Je prends le temps de l'analyser de la tête aux pieds et franchement, le temps n'aura jamais raison de la beauté de ma maman. Ma maman faisait 1m77 et avait des formes encore aujourd'hui qui me font rougir de jalousie. Mais attendez, comment à 53 ans elle pouvait avoir ce corps de rêve ? En même temps elle avait été une sportive de haut niveau dans sa jeunesse mais quand même, à ce niveau là c'est de la sorcellerie. 

— Donc hôte moi d'un doute s'il te plait petite mama, la sorcellerie de ta famille là c'est seulement pour que vous restez jeune quoi ? d'autres sont sorciers et deviennent riches vous c'est seulement garder la beauté ? ouais vous avez fait fort, en tout cas faut plaider aussi un peu pour moi là bas, faut faire chirurgie sorcellerique là sur moi parce que j'en ai marre qu'on me prenne pour ta grande soeur. 

— Fille ingrate, c'est la famille de ton papa les sorciers. Toi à qui j'ai légué ma génétique tu veux me dire quoi aujourd'hui ? Regarde si tu ne disparais pas de ma vue tout de suite, tu vas voir 

— Tout doux reine mère, la seule et unique maitresse de cette maison, on se calme. Ou bien j'ai réveillé tes génies ? je lui dis en riant 

Mon rire s'éteint très rapidement en la voyant courir vers moi avec sa babouche en main. Je ne savais même pas quand elle l'avait attrapé mais je ne perds pas le temps à essayer de comprendre quoi que ce soit que je cours dans les escaliers pour aller me réfugier dans les pattes de mon papa en bas. 

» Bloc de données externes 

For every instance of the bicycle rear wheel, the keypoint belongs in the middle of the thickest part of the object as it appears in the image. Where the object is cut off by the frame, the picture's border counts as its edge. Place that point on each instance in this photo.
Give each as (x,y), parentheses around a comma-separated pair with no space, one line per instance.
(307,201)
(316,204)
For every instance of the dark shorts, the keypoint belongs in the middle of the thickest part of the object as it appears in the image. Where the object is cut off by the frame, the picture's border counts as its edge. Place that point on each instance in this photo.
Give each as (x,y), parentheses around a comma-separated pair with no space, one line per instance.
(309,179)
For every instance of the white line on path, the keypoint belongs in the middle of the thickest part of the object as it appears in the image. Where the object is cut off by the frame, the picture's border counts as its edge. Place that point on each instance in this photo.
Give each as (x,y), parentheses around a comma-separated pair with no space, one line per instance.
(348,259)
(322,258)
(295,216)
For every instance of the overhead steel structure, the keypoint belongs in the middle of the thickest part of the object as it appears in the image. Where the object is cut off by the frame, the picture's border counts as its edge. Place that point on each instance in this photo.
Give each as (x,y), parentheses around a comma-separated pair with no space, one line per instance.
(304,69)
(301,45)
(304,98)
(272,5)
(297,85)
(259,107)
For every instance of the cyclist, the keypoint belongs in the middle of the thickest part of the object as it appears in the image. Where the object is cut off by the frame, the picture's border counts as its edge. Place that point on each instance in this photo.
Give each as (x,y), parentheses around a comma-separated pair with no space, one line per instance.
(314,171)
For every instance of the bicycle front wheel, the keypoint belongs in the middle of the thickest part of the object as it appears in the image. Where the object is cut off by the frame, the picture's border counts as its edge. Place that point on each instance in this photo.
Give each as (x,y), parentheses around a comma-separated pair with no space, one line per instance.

— Okay viens me taper maintenant on va voir quelque chose, viens je la nargue en me postant derrière mon papa 

Je n'ai même pas le temps de souffler que mon papa reçoit la première babouche sur sa tête, suivit immédiatement de la deuxième qui réussit quand même à me toucher. 

— Tu vois papa quand je dis que tu as épousé une sorcière je murmure de sorte que mon papa soit le seul à m'entendre 

— Si tu es femme répète à haute et intelligible voix ce que tu viens de dire Naila Adéyémi et je vais te montrer comment l'eau est arrivé dans coco. 

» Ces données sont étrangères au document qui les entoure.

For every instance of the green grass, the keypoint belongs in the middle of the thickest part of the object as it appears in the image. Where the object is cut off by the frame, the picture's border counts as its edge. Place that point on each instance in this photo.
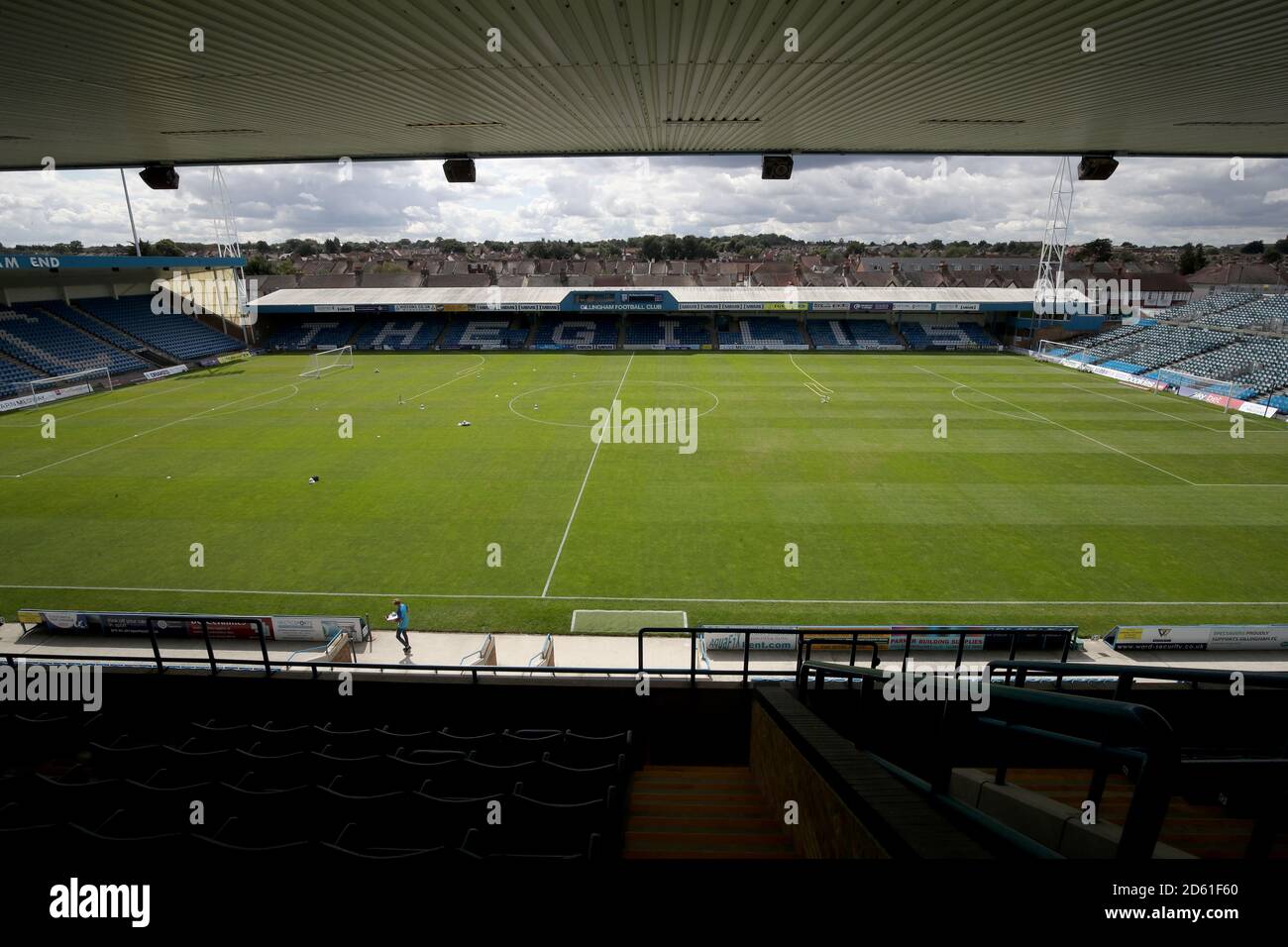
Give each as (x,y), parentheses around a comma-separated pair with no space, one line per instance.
(893,525)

— Je suis garçon oh mama, appelle moi Jordan le mystérieux je lui réponds en lui faisant un calin de force

— C'est ton papa le mystérieux répondit-elle du tact au tact mais en me serrant dans ses bras néanmoins

— Que j'entende encore mon nom dans la bouche de quelqu'un on va voir fit mon père d'un air faussement menaçant

— Ah papi laisse ça d'abord, toi même tu sais, tu fais comme si tu ne connait pas la reine du vent. 

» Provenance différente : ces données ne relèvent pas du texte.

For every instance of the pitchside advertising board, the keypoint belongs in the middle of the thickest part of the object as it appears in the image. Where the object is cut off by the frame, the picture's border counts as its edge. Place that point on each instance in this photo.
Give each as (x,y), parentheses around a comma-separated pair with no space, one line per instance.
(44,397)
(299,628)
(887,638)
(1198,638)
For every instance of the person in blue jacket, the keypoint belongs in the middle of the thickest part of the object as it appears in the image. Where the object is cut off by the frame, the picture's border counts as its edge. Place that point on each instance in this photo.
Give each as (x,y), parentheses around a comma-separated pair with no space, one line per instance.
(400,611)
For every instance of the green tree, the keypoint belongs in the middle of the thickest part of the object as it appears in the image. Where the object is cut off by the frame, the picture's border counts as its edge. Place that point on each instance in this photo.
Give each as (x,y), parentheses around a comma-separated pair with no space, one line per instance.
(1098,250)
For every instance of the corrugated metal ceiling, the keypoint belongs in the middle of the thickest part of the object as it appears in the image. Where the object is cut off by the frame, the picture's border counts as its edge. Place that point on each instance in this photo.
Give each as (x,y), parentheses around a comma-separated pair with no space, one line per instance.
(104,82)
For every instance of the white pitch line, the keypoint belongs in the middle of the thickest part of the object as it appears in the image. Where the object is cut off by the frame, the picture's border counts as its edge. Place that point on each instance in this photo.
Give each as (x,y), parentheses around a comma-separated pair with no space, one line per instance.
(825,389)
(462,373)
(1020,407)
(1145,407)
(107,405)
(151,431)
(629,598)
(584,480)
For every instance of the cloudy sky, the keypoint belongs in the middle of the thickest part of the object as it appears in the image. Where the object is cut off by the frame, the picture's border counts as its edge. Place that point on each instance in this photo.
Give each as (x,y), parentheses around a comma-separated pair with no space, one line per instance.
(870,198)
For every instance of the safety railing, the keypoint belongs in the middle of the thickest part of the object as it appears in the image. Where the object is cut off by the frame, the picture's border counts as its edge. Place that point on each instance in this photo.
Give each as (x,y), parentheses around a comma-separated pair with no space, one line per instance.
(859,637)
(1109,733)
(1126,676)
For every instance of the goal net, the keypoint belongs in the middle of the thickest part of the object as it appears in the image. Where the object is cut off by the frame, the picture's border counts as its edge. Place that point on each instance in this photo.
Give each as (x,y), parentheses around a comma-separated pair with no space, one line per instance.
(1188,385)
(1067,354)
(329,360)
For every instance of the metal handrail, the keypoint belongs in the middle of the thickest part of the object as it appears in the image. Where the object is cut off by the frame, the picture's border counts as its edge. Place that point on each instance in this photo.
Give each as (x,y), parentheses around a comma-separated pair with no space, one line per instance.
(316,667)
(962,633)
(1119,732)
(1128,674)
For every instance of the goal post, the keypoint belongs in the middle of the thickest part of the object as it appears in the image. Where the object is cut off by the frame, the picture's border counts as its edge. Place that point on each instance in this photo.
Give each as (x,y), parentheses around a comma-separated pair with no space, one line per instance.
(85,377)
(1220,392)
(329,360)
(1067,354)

— Laisse le il veut se jouer les dangereux pourtant il me connait, ou bien monsieur Adéyémi ? D'ailleurs toi petite impolie, tu m'as vu aujourd'hui ? finit-elle en direction de Maissa

— Et voilà, chacun à reçu pour lui en l'espace d'une minute fit papa en secouant la tête et en regardant sa femme

Maissa fait un bisou à maman qui bouda un peu avant de le lui rendre. Maman malgré ses apparences n'est pas compliqué du tout, au contraire c'est la femme la plus douce et bienveillante du monde. Elle est juste une comique et aime bien amuser ses troupes, malgré ses crises de colère parfois démente elle n'a jamais eu un mot plus haut pour son mari et même nous ses enfants, elle ne nous a jamais tapé plus que de raison. De plus, je peux compter le nombre de fois où elle a levé la main sur moi pendant que je grandissais, elle privilégiait toujours la discussion et c'est ce modèle que j'ai adapté avec ma fille de 13 ans, en pleine crise d'adolescence. 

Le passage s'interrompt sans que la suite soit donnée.